塩川委員 そういう意味では、済んだ話、計画は立てて、それによっていろいろな恩典、特典を受けるけれども、それが過ぎた後、実際にリストラですとか偽装請負のようないろいろな違法行為が行われていても、それについてチェックもしないということでは、これはやはりバランスを欠く問題ではないかというのは率直に思います。

 現実に、〇一年以降、松下が計画の認定を受けて以降〇五年までに、グループ全体で労働者の削減数が二万七千人に上ります。ですから、実際に把握している数字と違ってくるわけですよ。

 そういう意味でも、一方で正社員を減らして、他方で松下プラズマディスプレイのように大量の派遣、請負労働者に置きかえる、こういうやり方はやはり許すわけにはいかない。偽装請負を告発した非正規の労働者が現場で解雇されるような、労働者の雇用が奪われるような事態もあるわけですから、産活法が非正規雇用、不安定雇用を拡大するツールとして使われる懸念というのはぬぐえないということは重ねて申し上げたいと思います。

 その上で、派遣・請負業の話を進めたいのですが、派遣・請負業を活用する大手ユーザー側の実態がどうなっているのかということを、前回も紹介しましたキヤノンを例にお聞きしたいと思っています。

 大臣に伺いたいんですが、この間の答弁で、生産のフレキシビリティー確保の観点から派遣はあり得るという話をされておりました。
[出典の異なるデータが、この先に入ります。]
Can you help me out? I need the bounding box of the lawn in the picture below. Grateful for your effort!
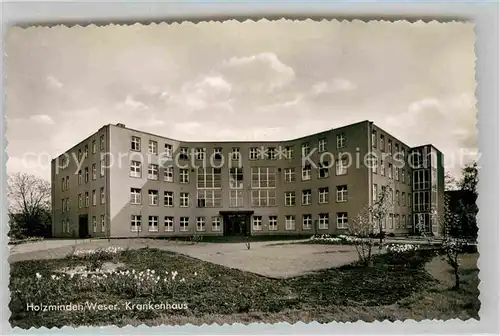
[10,248,478,328]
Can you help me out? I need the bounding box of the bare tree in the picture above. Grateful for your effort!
[7,173,51,235]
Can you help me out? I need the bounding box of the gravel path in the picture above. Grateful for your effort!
[9,239,357,278]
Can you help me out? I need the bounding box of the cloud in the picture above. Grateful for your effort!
[29,114,55,125]
[221,52,295,92]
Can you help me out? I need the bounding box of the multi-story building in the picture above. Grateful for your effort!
[52,121,444,237]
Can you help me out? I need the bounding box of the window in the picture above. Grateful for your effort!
[302,189,312,205]
[101,215,106,232]
[337,212,349,229]
[148,216,158,232]
[337,158,347,175]
[251,167,276,188]
[163,191,174,207]
[267,147,276,160]
[269,216,278,231]
[229,190,243,208]
[285,191,295,206]
[229,168,243,189]
[148,140,158,155]
[212,216,221,231]
[302,142,311,156]
[179,192,189,208]
[413,191,430,211]
[252,189,276,207]
[179,168,189,183]
[318,188,328,204]
[319,213,329,230]
[164,144,174,159]
[148,189,158,205]
[248,147,259,160]
[370,156,378,174]
[413,169,430,190]
[231,147,240,160]
[252,216,262,231]
[318,161,330,178]
[163,166,174,182]
[130,215,141,232]
[164,216,174,232]
[318,139,326,153]
[196,217,205,231]
[130,136,141,152]
[302,214,312,230]
[285,168,295,182]
[179,147,189,160]
[148,164,158,180]
[337,133,347,148]
[302,164,311,181]
[285,215,295,231]
[194,148,205,161]
[337,185,347,202]
[130,161,142,177]
[130,188,142,204]
[214,147,222,160]
[179,217,189,231]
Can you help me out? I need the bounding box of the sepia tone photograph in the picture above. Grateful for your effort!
[5,19,481,329]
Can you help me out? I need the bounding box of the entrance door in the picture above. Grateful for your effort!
[223,213,250,236]
[78,215,89,238]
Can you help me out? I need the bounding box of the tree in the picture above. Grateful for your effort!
[438,197,468,289]
[7,173,51,237]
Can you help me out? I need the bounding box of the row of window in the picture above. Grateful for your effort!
[131,185,348,208]
[130,133,347,160]
[59,135,104,168]
[61,160,105,191]
[61,187,106,213]
[130,212,348,232]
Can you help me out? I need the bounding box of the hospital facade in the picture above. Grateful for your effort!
[51,121,444,238]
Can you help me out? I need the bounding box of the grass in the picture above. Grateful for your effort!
[10,248,477,328]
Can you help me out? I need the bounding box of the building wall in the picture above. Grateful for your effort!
[52,121,444,237]
[51,127,107,237]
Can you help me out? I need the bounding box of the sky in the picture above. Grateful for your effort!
[5,20,478,180]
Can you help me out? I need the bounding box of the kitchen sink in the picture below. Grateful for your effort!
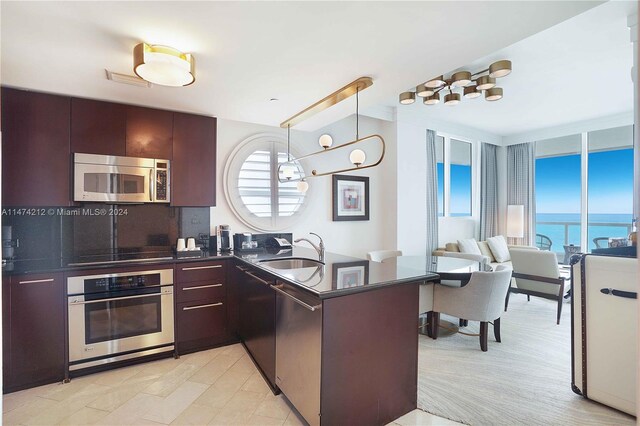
[258,257,324,269]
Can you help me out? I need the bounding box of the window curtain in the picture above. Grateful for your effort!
[507,143,536,245]
[425,130,438,256]
[480,143,498,241]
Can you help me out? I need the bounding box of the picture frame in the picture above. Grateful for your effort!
[333,175,369,222]
[331,260,369,289]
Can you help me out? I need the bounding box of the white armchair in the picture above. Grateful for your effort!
[504,249,565,324]
[431,266,511,352]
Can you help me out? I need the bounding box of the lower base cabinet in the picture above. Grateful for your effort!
[175,260,231,354]
[2,273,66,393]
[176,299,227,353]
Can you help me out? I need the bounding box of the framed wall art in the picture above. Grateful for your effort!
[333,175,369,221]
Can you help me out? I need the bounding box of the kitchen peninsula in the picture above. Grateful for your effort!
[3,246,437,425]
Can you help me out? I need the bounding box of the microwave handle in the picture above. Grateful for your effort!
[149,169,154,201]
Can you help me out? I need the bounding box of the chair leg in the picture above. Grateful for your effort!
[504,287,511,312]
[431,312,440,339]
[556,293,562,325]
[480,321,489,352]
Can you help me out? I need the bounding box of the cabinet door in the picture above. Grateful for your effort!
[240,271,276,387]
[171,113,216,207]
[176,299,227,353]
[5,273,66,389]
[71,98,126,155]
[126,106,173,160]
[2,88,71,207]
季節調整などもあるだろう、そういうお話があったんですけれども、このキヤノンの製造現場は今はどうなっているか。

 例えば読売新聞などでも、キヤノングループの製造部門では、従業員の七五%に当たる約二万一千四百人が間接雇用、派遣が一万三千、請負が八千四百人であります。これを直すと、つまり、キヤノングループの製造部門には二万八千五百人ぐらいの人がいて、そのうち二万一千四百人が間接雇用の派遣や請負だ、残りの七千百人が直接雇用ですけれども、直接雇用の中には期間工、期間従業員も含まれているんですね。ですから、いわゆる正規雇用、正社員というのは、この七千百人よりもっと小さい数字というのが実態だと思います。

 そういう点でも、職場の圧倒的多数が非正規、期間工、派遣、請負と言われる状況になっている。私が現場に行きました大分キヤノンでも、キヤノンの方の説明では八五%が外部人材を活用しているという話ですから、そういう意味では非常に高い比率になっているわけです。
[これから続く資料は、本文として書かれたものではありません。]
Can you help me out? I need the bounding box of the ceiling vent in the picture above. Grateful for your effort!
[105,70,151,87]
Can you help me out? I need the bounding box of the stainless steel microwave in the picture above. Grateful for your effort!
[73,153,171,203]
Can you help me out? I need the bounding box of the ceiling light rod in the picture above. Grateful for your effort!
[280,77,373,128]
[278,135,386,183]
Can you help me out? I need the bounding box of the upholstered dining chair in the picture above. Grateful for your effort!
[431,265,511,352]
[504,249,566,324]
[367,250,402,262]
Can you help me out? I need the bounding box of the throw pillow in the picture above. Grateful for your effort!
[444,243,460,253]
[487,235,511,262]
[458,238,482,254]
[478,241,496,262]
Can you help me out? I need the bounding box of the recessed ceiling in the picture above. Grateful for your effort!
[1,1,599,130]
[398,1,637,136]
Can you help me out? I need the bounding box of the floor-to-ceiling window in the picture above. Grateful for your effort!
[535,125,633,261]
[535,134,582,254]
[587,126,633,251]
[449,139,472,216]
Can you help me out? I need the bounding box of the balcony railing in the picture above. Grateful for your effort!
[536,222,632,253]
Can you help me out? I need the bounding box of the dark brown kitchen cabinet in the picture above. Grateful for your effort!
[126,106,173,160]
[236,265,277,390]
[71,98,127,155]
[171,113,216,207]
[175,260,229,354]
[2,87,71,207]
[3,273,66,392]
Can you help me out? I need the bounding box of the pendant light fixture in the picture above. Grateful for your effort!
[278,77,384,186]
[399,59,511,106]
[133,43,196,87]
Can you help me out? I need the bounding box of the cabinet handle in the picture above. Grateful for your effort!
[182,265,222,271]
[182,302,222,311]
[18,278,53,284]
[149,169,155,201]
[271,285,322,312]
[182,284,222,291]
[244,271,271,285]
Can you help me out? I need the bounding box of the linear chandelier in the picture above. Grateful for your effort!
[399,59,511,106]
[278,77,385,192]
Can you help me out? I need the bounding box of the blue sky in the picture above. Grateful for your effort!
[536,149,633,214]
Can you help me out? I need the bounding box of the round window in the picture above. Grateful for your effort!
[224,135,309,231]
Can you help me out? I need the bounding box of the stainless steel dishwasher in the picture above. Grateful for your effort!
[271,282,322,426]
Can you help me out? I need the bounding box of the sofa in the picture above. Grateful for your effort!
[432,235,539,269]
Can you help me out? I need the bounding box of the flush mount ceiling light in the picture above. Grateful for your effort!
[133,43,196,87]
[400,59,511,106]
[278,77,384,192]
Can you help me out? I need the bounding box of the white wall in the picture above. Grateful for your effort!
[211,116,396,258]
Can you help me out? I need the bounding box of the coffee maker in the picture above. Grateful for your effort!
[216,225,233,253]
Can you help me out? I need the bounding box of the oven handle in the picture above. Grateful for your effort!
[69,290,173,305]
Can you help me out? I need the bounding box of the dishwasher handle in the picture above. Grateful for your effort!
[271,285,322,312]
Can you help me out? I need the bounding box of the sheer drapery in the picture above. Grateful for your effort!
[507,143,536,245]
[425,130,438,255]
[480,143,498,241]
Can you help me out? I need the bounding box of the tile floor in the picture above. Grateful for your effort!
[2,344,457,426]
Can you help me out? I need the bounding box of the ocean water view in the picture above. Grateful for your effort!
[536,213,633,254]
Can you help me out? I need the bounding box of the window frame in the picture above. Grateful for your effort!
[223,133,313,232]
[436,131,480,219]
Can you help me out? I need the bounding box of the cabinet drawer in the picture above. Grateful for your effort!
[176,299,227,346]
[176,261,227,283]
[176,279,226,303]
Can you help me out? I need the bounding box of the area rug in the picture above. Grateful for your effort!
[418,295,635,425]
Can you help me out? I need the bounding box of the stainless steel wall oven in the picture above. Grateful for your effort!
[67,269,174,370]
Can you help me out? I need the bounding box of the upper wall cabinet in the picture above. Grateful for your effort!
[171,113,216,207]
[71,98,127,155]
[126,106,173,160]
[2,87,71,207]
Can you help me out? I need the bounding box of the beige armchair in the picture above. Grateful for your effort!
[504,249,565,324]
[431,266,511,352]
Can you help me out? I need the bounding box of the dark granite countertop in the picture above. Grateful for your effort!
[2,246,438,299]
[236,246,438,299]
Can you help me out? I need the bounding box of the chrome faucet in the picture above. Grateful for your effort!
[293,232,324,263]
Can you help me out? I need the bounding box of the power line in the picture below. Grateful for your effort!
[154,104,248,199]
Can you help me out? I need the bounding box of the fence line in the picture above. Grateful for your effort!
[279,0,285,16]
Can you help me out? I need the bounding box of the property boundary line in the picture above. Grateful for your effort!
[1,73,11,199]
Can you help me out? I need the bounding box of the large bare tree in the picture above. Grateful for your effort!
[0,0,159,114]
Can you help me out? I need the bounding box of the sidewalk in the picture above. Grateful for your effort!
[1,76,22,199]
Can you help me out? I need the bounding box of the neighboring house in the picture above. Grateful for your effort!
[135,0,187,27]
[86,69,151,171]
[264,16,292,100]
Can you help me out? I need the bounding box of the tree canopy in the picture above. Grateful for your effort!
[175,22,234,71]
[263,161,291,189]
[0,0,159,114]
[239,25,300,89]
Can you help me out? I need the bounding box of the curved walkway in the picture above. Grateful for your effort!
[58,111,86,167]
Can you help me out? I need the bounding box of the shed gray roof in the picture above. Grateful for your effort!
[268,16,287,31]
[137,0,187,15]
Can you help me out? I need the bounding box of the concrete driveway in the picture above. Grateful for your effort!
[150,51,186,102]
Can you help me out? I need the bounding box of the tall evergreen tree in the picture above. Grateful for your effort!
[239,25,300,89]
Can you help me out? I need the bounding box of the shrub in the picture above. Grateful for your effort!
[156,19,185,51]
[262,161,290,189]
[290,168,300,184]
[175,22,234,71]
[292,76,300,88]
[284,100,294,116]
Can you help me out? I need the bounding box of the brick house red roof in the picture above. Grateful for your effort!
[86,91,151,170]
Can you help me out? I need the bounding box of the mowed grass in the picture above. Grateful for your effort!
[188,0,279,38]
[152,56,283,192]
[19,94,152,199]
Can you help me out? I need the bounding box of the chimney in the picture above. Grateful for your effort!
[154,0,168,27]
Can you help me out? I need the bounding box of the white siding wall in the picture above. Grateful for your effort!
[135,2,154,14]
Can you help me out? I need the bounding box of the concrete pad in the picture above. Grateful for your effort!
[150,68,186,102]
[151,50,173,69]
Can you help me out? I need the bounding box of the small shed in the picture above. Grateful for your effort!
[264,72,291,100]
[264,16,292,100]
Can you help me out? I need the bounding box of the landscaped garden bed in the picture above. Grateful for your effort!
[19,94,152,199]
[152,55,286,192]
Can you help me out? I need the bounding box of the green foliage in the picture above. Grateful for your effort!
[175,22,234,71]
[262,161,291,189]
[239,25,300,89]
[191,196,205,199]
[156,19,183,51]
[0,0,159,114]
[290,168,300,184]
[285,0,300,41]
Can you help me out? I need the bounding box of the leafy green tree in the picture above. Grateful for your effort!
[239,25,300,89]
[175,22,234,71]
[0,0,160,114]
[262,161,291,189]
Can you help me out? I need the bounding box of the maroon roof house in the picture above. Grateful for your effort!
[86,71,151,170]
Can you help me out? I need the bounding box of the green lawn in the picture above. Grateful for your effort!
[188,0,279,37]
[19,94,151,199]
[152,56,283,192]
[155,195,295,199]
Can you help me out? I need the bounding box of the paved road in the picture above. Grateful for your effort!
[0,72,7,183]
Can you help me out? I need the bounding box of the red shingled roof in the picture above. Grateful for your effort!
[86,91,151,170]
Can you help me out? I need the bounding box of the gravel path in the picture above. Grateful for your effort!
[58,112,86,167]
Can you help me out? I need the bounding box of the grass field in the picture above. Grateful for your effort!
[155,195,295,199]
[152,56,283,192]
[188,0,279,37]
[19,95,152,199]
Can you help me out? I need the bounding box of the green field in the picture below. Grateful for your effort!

 こういった七五%とか八五%という間接雇用、非正規雇用の活用というのは、大臣もおっしゃっているフレキシビリティーの範囲を大きく逸脱するものになっているんじゃないのかと率直に思うんですが、大臣のお考えをお聞かせください。

甘利国務大臣 今、具体的な数字に言及をされましたが、私の考え方は、ベース労働になる雇用者、労働者は極力正規雇用であってほしいと思いますし、フレキシビリティーの部分は、なかなか正規ですと、その人の労働力が要らないときも抱えていなきゃならないということがありますから、非正規を活用するというのは選択肢としてあり得ると思います。
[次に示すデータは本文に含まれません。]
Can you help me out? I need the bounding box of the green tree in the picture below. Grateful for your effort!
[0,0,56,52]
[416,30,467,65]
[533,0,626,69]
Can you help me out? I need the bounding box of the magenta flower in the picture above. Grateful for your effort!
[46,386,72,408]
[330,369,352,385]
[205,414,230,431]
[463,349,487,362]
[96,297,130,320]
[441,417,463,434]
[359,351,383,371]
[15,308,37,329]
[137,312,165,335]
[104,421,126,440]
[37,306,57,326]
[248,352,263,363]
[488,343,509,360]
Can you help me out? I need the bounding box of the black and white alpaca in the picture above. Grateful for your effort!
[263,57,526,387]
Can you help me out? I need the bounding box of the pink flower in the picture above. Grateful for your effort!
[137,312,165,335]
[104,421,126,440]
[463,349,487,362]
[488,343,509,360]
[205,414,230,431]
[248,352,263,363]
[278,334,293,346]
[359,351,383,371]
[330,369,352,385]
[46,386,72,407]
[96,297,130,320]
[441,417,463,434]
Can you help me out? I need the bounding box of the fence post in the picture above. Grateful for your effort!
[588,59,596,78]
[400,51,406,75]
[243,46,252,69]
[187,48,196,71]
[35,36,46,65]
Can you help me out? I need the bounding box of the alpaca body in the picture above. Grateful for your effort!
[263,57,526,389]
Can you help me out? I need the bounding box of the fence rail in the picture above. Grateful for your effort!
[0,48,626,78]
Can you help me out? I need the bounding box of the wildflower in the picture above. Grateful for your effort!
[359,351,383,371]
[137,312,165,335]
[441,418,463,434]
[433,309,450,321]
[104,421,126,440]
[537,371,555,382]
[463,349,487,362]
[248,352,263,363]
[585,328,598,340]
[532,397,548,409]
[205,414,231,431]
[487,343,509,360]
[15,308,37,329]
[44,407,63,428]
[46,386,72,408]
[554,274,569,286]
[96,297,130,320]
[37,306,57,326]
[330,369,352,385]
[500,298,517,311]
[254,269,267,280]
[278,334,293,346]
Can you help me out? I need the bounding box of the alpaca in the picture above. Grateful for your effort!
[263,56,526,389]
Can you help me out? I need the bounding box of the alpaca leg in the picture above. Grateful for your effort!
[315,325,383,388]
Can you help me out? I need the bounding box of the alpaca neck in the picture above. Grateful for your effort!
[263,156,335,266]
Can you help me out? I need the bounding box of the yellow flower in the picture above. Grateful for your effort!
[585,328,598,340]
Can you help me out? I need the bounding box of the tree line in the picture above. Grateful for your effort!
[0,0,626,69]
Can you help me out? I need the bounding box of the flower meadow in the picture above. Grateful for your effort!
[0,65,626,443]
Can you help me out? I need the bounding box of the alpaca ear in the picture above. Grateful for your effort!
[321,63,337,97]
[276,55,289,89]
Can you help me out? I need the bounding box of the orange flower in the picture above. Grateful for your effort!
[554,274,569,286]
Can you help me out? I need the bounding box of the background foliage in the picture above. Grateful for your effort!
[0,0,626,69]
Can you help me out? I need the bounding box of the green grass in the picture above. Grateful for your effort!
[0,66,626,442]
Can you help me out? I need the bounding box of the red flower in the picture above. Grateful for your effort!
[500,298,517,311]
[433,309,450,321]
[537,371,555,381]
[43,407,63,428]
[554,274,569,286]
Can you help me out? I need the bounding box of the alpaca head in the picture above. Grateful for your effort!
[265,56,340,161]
 私が申し上げているのは、安直に調達コストが安いから非正規を使うという発想であってはいけないんじゃないでしょうかと。生産のフレキシビリティーとか、あるいは特殊な、特異な技術力が一時的に必要となるというようなときに効力を発揮するということであります。

 今の全体の数と、正規、非正規の分類でいうと、非正規が随分多いんですねという印象であります。ただ、基本は、競争の中で企業が生き残ってくれなきゃいけない、大もとの雇用まで失われちゃいけないというのがまず第一の選択でありますから、会社が根こそぎ倒れちゃったら、もともとある正規雇用まで全部倒れてしまう、そういうことは避けなきゃならない。そういう避けなきゃならない範囲で、できるだけ正規の雇用を、ベース労働としての雇用をふやしてもらいたいというのが私の思いであります。

塩川委員 キヤノンは過去最高の収益を更新しておりまして、株主の配当もふやして、役員の報酬もふやしているわけですよ。それで現場がこれだというのは、やり過ぎなんじゃないかと率直に思うわけです。

 それで、大臣も繰り返しおっしゃるように、安直に低廉な労働を求めることのみを動機とする派遣や請負の拡大は適当ではないと、そうだと思います。

 では、キヤノンの場合はどうかということなんです。

 資料を配付したんですけれども、済みません、ちょっと順番が逆で、一番後ろ、三枚目に、これはキヤノンの内部文書なんですが、「外部要員適正管理の手引き」、去年の二月ぐらいにまとめたものだと思いますけれども、キヤノン株式会社の人事本部がつくったものであります。現場に、外部要員活用の際にこれを参考にしろということで出しているものですけれども、2の「請負の拡大と問題点」で、二つ目の段落、つまり五行目を見てほしいんです。「キヤノンにおいても一九九〇年代前半までは、生産現場において多くの期間従業員を直接雇用していましたが、コスト面や管理負荷の軽減といったメリットから、期間従業員から請負労働者へのシフトが起こり、多数の請負労働者を活用するようになりました。」こういうふうに述べております。

 つまり、キヤノンにおいては、以前は期間従業員、これ自身も低廉な労働力に当たると思いますけれども、それよりもコスト面でメリットのある請負労働者に切りかえてきたというわけですよ。そういう点では、まさに大臣がおっしゃるように、安直に低廉な労働を求めることのみを動機とする請負の拡大がキヤノンにおいて行われているということじゃないでしょうか。こういうことについて、率直にどうお考えになりますか。

甘利国務大臣 派遣や請負の労働の方が圧倒的にコストが安いということであると、企業側にとってはそういう思いに駆られるというのは当然起こり得ることだと思います。

 そこで、安倍内閣では、同一労働、均衡待遇ということを掲げています。同一労働を同一としないのはなぜかというと、正規には正規の責務、ロイヤリティーとか、あるいは業務命令に対応する責任であるとか、あるいは残業の要請があるとか転勤とか、いろいろなことがあると思いますが、そういうところの部分は考慮して、それらを除いた対等待遇ということに同一労働、均衡待遇というのはなっているわけでありますが、それを進めていくということが抜本的な策になろうかと思います。

 つまり、安直に低廉な労働力を求めるということではなくて、事業のフレキシビリティーへの対応とか特殊技能への一時的な対応とか、そういうことの選択肢をふやす、あるいは働く側の、一時的に働くけれどもそれから先はちょっとやりたいことがあるとか、そういう双方のニーズにこたえられるという仕組みとして健全に機能していくことが大切かと思っております。

塩川委員 私の質問に改めてお答えいただきたいんですが、こういった安直に低廉な労働を求めることのみを動機とする請負の拡大が行われているというキヤノンに対して、一言申し上げることはありませんか。

甘利国務大臣 企業の競争力と、そして働く者の待遇の改善に向けて、我々も努力をしていきますし、企業側もしっかりと対処していただきたいと思っております。

塩川委員 終わります。

上田委員長 次回は、来る十日火曜日午前九時十分理事会、午前九時三十分委員会を開会することとし、本日は、これにて散会いたします。